08 September 2025, 10:33
Transparent Cities Launches a New Format for Researching City Councils

The Transparency Ranking of the 100 largest cities will be discontinued – it will be replaced by the European City Index. TI Ukraine is transforming the Transparent Cities program and launching a new study. Its aim is to assess the readiness of Ukrainian cities for European integration through the lens of transparency, accountability, and public involvement, in line with European principles of good governance.

The new research is designed to enhance the actual level of transparency of local self-government bodies under wartime conditions. This is a necessary step to strengthen citizens’ trust in government, foster sustainable partnerships at the national and international levels, and ensure effective governance.

Analysts will evaluate cities using updated approaches. Unlike previous studies, they will record progress and challenges in transparency and accountability of local self-government bodies from time to time throughout the year.

Data will be collected independently by analysts, and the methodology will be published together with the results. Program experts will review national registers and portals, as well as official and other specialized websites of local self-government bodies, to determine how open and accessible information about city life is to the average user. Part of the assessment will be automated, which will reduce subjectivity, speed up the data collection process, and increase the accuracy of results. At the same time, the program will involve local residents in checks, the outcomes of which will influence city results.

The program will verify how cities comply with legislative requirements and how they implement best practices of open governance that support Ukraine’s path to EU membership.

Throughout the year, researchers will examine various aspects of local government activity, including: openness of city councils, e-services, open data, budget spending, and anti-corruption efforts. They will begin with assessing openness and interaction between local authorities and the public. The list of evaluation criteria and the scoring system will be published together with the results. Aggregated city results will be calculated later, after all research blocks are analyzed.

By openness, we mean the completeness, timeliness, accuracy, and structuring of public information about the activities of local self-government bodies. This enables citizens to track the full cycle of decision-making and implementation in their community and influence these processes. Residents must be able to participate and be heard by the authorities, which is why emphasis is also placed on public engagement.

The pilot study will involve 10 regional centers: Dnipro, Zaporizhzhia, Kropyvnytskyi, Lutsk, Lviv, Odesa, Poltava, Kharkiv, Khmelnytskyi, Chernihiv, and the city of Kyiv. The Index will later be scaled up – first to all regional centers, then to at least the 50 largest cities.
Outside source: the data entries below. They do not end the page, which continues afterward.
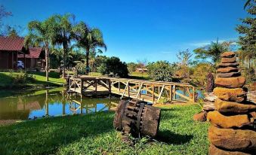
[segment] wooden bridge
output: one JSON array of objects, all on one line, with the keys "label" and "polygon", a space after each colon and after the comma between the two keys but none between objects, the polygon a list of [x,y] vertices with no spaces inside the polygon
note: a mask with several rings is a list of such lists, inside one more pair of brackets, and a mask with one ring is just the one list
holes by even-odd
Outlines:
[{"label": "wooden bridge", "polygon": [[112,93],[151,103],[195,102],[195,87],[189,84],[128,78],[71,77],[69,92],[85,96]]}]

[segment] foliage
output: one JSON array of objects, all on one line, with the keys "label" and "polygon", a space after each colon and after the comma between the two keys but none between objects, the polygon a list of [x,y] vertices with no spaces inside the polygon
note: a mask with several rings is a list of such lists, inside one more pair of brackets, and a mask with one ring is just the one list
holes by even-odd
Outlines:
[{"label": "foliage", "polygon": [[4,24],[2,23],[2,19],[5,17],[8,17],[12,16],[12,13],[10,11],[7,11],[5,10],[5,8],[3,5],[0,5],[0,35],[5,35],[5,32],[3,31],[3,27],[4,27]]},{"label": "foliage", "polygon": [[16,72],[16,74],[11,71],[9,76],[14,84],[24,84],[35,80],[32,74],[28,74],[26,71],[22,70]]},{"label": "foliage", "polygon": [[[247,1],[245,8],[249,16],[245,19],[240,19],[242,24],[236,27],[236,31],[242,35],[239,38],[239,44],[241,46],[239,51],[239,61],[242,62],[246,68],[245,74],[248,80],[251,80],[254,75],[251,74],[251,67],[256,68],[256,1]],[[251,66],[252,65],[252,66]],[[254,71],[255,72],[256,70]]]},{"label": "foliage", "polygon": [[207,83],[205,91],[207,93],[211,93],[213,91],[214,88],[214,78],[211,72],[208,72],[207,77]]},{"label": "foliage", "polygon": [[130,74],[134,72],[137,68],[138,65],[134,62],[129,62],[127,64],[127,68]]},{"label": "foliage", "polygon": [[[99,29],[90,28],[84,22],[80,22],[74,27],[77,46],[85,50],[86,68],[89,67],[89,54],[97,47],[103,47],[106,50],[103,34]],[[89,71],[87,70],[87,72]]]},{"label": "foliage", "polygon": [[0,127],[0,152],[14,155],[207,154],[209,123],[192,119],[199,110],[195,105],[163,105],[158,137],[141,138],[134,146],[123,143],[119,132],[113,129],[113,112],[18,123]]},{"label": "foliage", "polygon": [[231,44],[232,41],[219,43],[217,39],[216,42],[211,42],[210,45],[196,48],[193,52],[196,53],[196,59],[204,61],[210,59],[211,62],[216,65],[220,61],[221,54],[227,51]]},{"label": "foliage", "polygon": [[126,78],[128,75],[126,63],[115,56],[107,57],[98,67],[98,71],[102,74],[113,74],[121,78]]},{"label": "foliage", "polygon": [[166,61],[150,62],[147,65],[148,74],[154,81],[171,81],[173,72],[171,65]]},{"label": "foliage", "polygon": [[191,70],[190,66],[193,64],[191,60],[193,54],[189,51],[189,50],[186,50],[184,51],[179,51],[177,54],[177,57],[179,60],[177,62],[177,70],[175,72],[175,75],[180,79],[182,79],[183,82],[189,82],[190,78]]},{"label": "foliage", "polygon": [[24,44],[26,47],[30,46],[43,47],[45,50],[45,73],[46,81],[48,81],[49,71],[49,48],[54,44],[54,41],[57,37],[58,25],[54,18],[50,17],[45,21],[31,21],[28,24],[29,34],[26,36]]},{"label": "foliage", "polygon": [[69,48],[71,41],[75,39],[74,24],[72,20],[74,20],[75,16],[70,14],[64,15],[56,14],[50,17],[53,18],[57,24],[56,36],[53,39],[53,44],[55,45],[62,45],[63,47],[63,77],[66,76],[66,59],[68,53],[72,50]]}]

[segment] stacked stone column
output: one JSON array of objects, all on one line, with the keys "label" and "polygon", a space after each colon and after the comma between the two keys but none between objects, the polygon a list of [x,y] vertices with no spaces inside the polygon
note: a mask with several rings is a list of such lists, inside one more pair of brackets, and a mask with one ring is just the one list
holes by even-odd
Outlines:
[{"label": "stacked stone column", "polygon": [[256,154],[256,104],[246,101],[245,78],[233,52],[221,54],[215,79],[215,111],[209,112],[209,154]]}]

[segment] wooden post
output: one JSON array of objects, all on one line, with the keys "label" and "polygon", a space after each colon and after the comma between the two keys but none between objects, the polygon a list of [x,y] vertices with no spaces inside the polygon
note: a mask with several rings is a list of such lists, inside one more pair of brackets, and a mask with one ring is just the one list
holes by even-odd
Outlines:
[{"label": "wooden post", "polygon": [[119,94],[120,94],[120,79],[119,79]]},{"label": "wooden post", "polygon": [[128,81],[128,96],[130,98],[130,86],[129,86],[129,81]]},{"label": "wooden post", "polygon": [[176,99],[176,86],[174,85],[174,99]]},{"label": "wooden post", "polygon": [[195,101],[195,93],[196,93],[196,92],[195,92],[195,87],[193,87],[193,102],[195,102],[196,101]]},{"label": "wooden post", "polygon": [[171,85],[170,87],[170,98],[171,98],[171,102],[172,102],[172,98],[173,98],[173,94],[172,94],[172,85]]},{"label": "wooden post", "polygon": [[109,96],[111,96],[111,81],[108,80],[107,81],[109,82]]},{"label": "wooden post", "polygon": [[11,68],[14,69],[14,52],[11,52]]},{"label": "wooden post", "polygon": [[153,103],[155,103],[155,85],[152,84],[152,91],[153,91],[153,94],[152,94],[152,99],[153,99]]},{"label": "wooden post", "polygon": [[96,79],[95,80],[95,92],[96,92],[96,94],[97,94],[97,80]]},{"label": "wooden post", "polygon": [[45,90],[45,116],[49,116],[49,101],[48,101],[49,90]]}]

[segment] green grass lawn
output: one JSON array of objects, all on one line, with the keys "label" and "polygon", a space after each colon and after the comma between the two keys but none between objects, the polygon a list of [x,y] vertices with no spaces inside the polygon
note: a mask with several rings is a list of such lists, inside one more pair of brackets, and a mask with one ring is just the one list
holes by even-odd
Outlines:
[{"label": "green grass lawn", "polygon": [[58,73],[50,72],[49,73],[49,81],[45,81],[45,72],[29,72],[32,74],[34,78],[33,81],[29,81],[26,84],[14,84],[11,74],[13,76],[17,76],[18,72],[0,72],[0,88],[6,87],[47,87],[47,86],[60,86],[65,84],[65,80],[60,78]]},{"label": "green grass lawn", "polygon": [[208,123],[195,105],[162,108],[158,137],[122,142],[113,112],[43,118],[0,127],[1,154],[207,154]]}]

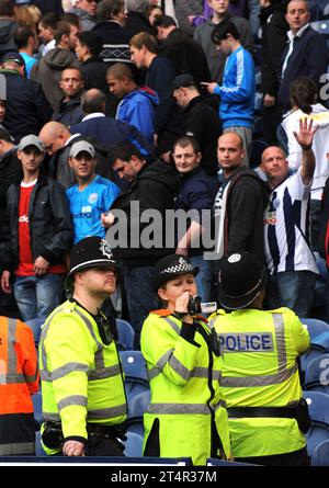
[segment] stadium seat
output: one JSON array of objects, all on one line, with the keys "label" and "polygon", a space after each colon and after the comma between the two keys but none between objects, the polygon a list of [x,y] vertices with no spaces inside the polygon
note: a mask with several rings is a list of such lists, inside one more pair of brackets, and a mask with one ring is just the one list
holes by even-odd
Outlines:
[{"label": "stadium seat", "polygon": [[117,330],[117,347],[122,351],[132,351],[135,342],[135,330],[133,326],[121,318],[115,319]]},{"label": "stadium seat", "polygon": [[128,404],[127,430],[144,435],[143,416],[150,401],[150,391],[140,391]]},{"label": "stadium seat", "polygon": [[136,432],[126,433],[127,440],[124,441],[125,451],[124,454],[127,457],[141,457],[143,455],[143,436]]},{"label": "stadium seat", "polygon": [[120,351],[128,404],[140,391],[149,389],[148,373],[140,351]]},{"label": "stadium seat", "polygon": [[308,363],[303,389],[329,395],[329,354],[321,354]]},{"label": "stadium seat", "polygon": [[34,420],[41,427],[41,424],[44,421],[44,419],[43,419],[43,408],[42,408],[43,407],[42,406],[43,400],[42,400],[41,391],[37,391],[35,395],[33,395],[32,401],[33,401]]},{"label": "stadium seat", "polygon": [[315,447],[329,439],[329,396],[319,391],[304,391],[311,419],[311,428],[306,433],[307,451],[311,456]]},{"label": "stadium seat", "polygon": [[311,453],[311,466],[329,466],[329,439],[315,446]]}]

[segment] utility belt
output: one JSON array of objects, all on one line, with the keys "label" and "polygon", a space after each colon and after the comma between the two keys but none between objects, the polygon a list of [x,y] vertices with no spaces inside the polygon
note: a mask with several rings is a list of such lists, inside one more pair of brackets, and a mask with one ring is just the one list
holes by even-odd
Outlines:
[{"label": "utility belt", "polygon": [[227,408],[229,418],[272,417],[296,419],[300,431],[305,434],[311,427],[308,405],[304,398],[292,407],[231,407]]},{"label": "utility belt", "polygon": [[[61,449],[64,443],[64,434],[61,430],[61,422],[46,421],[45,429],[42,433],[43,443],[49,449]],[[91,438],[106,438],[113,440],[120,447],[121,441],[125,441],[126,425],[102,425],[100,423],[87,423],[88,441]]]}]

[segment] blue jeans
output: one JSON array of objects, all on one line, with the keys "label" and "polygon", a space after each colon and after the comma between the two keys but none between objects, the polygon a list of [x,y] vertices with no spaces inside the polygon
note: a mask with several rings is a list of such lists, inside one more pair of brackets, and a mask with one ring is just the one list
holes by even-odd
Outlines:
[{"label": "blue jeans", "polygon": [[129,311],[129,321],[135,330],[135,348],[139,349],[139,337],[144,320],[150,310],[159,308],[157,292],[152,291],[154,266],[125,266],[124,280]]},{"label": "blue jeans", "polygon": [[214,261],[207,261],[203,259],[203,256],[193,256],[189,258],[193,268],[198,268],[198,273],[195,276],[195,283],[197,287],[197,294],[201,296],[202,302],[212,300],[212,286],[213,286],[213,263]]},{"label": "blue jeans", "polygon": [[298,317],[309,317],[317,275],[311,271],[286,271],[269,277],[266,308],[287,307]]},{"label": "blue jeans", "polygon": [[63,303],[64,274],[16,276],[13,291],[23,321],[46,318]]}]

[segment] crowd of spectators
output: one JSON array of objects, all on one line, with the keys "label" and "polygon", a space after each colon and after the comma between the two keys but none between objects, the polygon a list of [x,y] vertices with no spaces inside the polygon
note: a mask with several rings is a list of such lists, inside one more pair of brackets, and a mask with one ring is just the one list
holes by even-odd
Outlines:
[{"label": "crowd of spectators", "polygon": [[218,260],[248,251],[265,306],[311,315],[329,287],[329,53],[306,0],[18,3],[0,0],[1,315],[46,319],[72,245],[105,235],[136,348],[172,253],[212,302]]},{"label": "crowd of spectators", "polygon": [[[31,135],[38,136],[43,145],[41,174],[67,191],[73,227],[79,223],[80,228],[83,222],[87,230],[93,228],[91,234],[103,237],[104,226],[113,226],[113,222],[109,217],[109,222],[105,217],[101,222],[101,215],[112,206],[121,208],[123,201],[131,205],[134,198],[139,202],[139,212],[160,208],[163,216],[169,209],[196,209],[200,215],[208,209],[213,216],[212,229],[205,230],[200,224],[198,234],[204,236],[215,231],[212,234],[214,249],[219,250],[219,257],[223,252],[248,250],[265,259],[268,264],[274,259],[268,271],[271,275],[277,274],[279,281],[285,272],[294,275],[296,271],[310,271],[315,276],[313,282],[317,282],[316,261],[313,263],[308,258],[305,262],[300,251],[296,251],[303,241],[307,249],[310,245],[311,251],[320,250],[326,256],[324,239],[319,242],[319,228],[320,225],[324,227],[320,201],[328,177],[328,109],[320,93],[324,93],[321,75],[327,72],[328,52],[324,37],[309,23],[308,5],[304,0],[261,0],[258,9],[261,31],[258,31],[254,29],[254,2],[248,5],[246,2],[230,4],[229,0],[188,2],[189,12],[184,11],[188,7],[180,3],[76,0],[63,2],[58,8],[42,1],[15,5],[12,0],[0,0],[0,264],[2,277],[3,273],[8,277],[8,273],[13,272],[11,281],[2,279],[4,309],[8,306],[8,310],[12,310],[8,292],[14,280],[19,282],[21,279],[21,273],[14,271],[21,270],[20,265],[8,269],[5,264],[10,261],[8,236],[11,240],[20,239],[13,216],[11,224],[5,217],[5,207],[10,215],[8,195],[13,192],[12,185],[18,185],[15,212],[20,212],[18,205],[23,188],[20,181],[24,182],[24,168],[18,156],[21,152],[16,155],[16,150],[22,138]],[[254,45],[260,46],[260,58]],[[256,110],[256,72],[259,71],[262,107]],[[272,184],[268,161],[287,158],[287,174],[298,170],[303,147],[296,133],[303,116],[313,118],[319,126],[313,145],[314,179],[306,185],[310,185],[311,195],[311,239],[308,239],[309,192],[306,194],[305,190],[300,196],[290,194],[293,216],[288,218],[285,211],[281,217],[286,226],[283,242],[275,243],[275,249],[274,245],[264,247],[266,235],[277,230],[275,226],[280,224],[276,218],[281,203],[275,189],[282,184],[282,181]],[[274,149],[270,146],[262,158],[258,155],[258,159],[253,159],[257,118],[262,122],[264,145],[273,145]],[[220,137],[222,132],[226,137]],[[184,139],[186,136],[190,139]],[[182,140],[182,145],[177,146],[178,140]],[[81,147],[90,148],[82,156],[73,151],[80,141],[84,141]],[[175,155],[178,149],[179,155]],[[279,156],[272,157],[275,150]],[[92,159],[93,170],[90,168],[90,178],[86,180],[83,177],[82,182],[72,151],[77,161],[82,161],[82,167],[84,163],[90,166],[86,161]],[[257,168],[257,171],[247,171],[246,166]],[[173,175],[175,168],[178,171]],[[172,171],[170,178],[174,178],[171,182],[166,180],[168,170]],[[246,179],[246,175],[252,178]],[[86,181],[95,184],[98,178],[103,179],[104,188],[115,185],[113,195],[123,192],[116,198],[106,200],[107,203],[104,201],[101,207],[95,204],[102,200],[97,189],[90,195],[90,191],[88,195],[84,193]],[[110,181],[106,183],[106,180]],[[147,190],[144,190],[144,181],[148,181]],[[162,190],[157,190],[158,184],[167,189],[164,200],[161,200]],[[205,192],[205,197],[200,192]],[[272,203],[266,209],[269,198]],[[93,227],[88,219],[95,218],[90,211],[94,205],[100,219]],[[129,211],[126,204],[124,207],[126,216],[133,218],[132,207]],[[269,230],[265,227],[264,234],[262,225],[256,223],[261,222],[265,209]],[[29,212],[32,219],[32,209]],[[55,215],[52,207],[49,214]],[[20,218],[22,220],[22,215]],[[67,218],[70,218],[69,214]],[[193,234],[194,225],[195,222],[190,222],[186,236]],[[126,232],[129,235],[129,229]],[[177,250],[193,261],[197,257],[198,265],[206,270],[200,276],[204,279],[204,274],[208,274],[208,284],[200,283],[200,292],[205,300],[216,298],[216,259],[206,260],[203,243],[196,250],[190,249],[191,239],[182,238],[184,232],[179,239],[175,234],[177,240],[170,249],[161,243],[160,254]],[[75,231],[67,251],[79,235]],[[32,239],[32,235],[29,238]],[[43,238],[37,236],[37,240]],[[29,241],[26,245],[29,247]],[[13,249],[19,252],[20,243],[12,246],[11,252]],[[33,246],[31,240],[32,249]],[[132,248],[128,242],[124,262],[132,263],[138,256]],[[141,254],[147,256],[147,262],[139,259],[137,269],[148,269],[149,272],[159,253],[155,249],[150,252],[144,249]],[[36,258],[32,253],[32,260]],[[279,264],[284,261],[285,265]],[[136,264],[137,261],[133,268]],[[126,266],[126,276],[132,271],[129,266]],[[33,275],[34,271],[31,273]],[[133,287],[125,280],[123,303],[128,305],[118,310],[137,331],[147,308],[154,303],[154,297],[147,298],[150,293],[147,291],[148,280],[140,285],[139,279]],[[140,317],[129,306],[133,295],[139,296]],[[310,299],[304,311],[310,314],[311,307]],[[16,315],[21,314],[19,306]]]}]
Even if a city is not included in the current assessment, the results of the European Index will still be useful. The public methodology, examples of successful practices, and typical gaps will help any city council identify its own weaknesses and development benchmarks, and make use of recommendations already developed by experts. Thus, the Index can serve as an incentive for improvement today – as more cities will later be included, city councils will have the chance to demonstrate their progress.

The launch of the European City Index is a logical step in the evolution of Transparent Cities’ study. It moves away from sometimes formal assessments of compliance with standards and towards a more comprehensive analysis. This approach lays the groundwork for a mature discussion between authorities, citizens, and international partners about what Ukrainian cities should look like in the wartime present and the European future. In the long term, the results of the Euroindex may become a roadmap for local self-governments: highlighting strengths, signaling gaps, and providing a practical tool for increasing transparency and trust at the local level.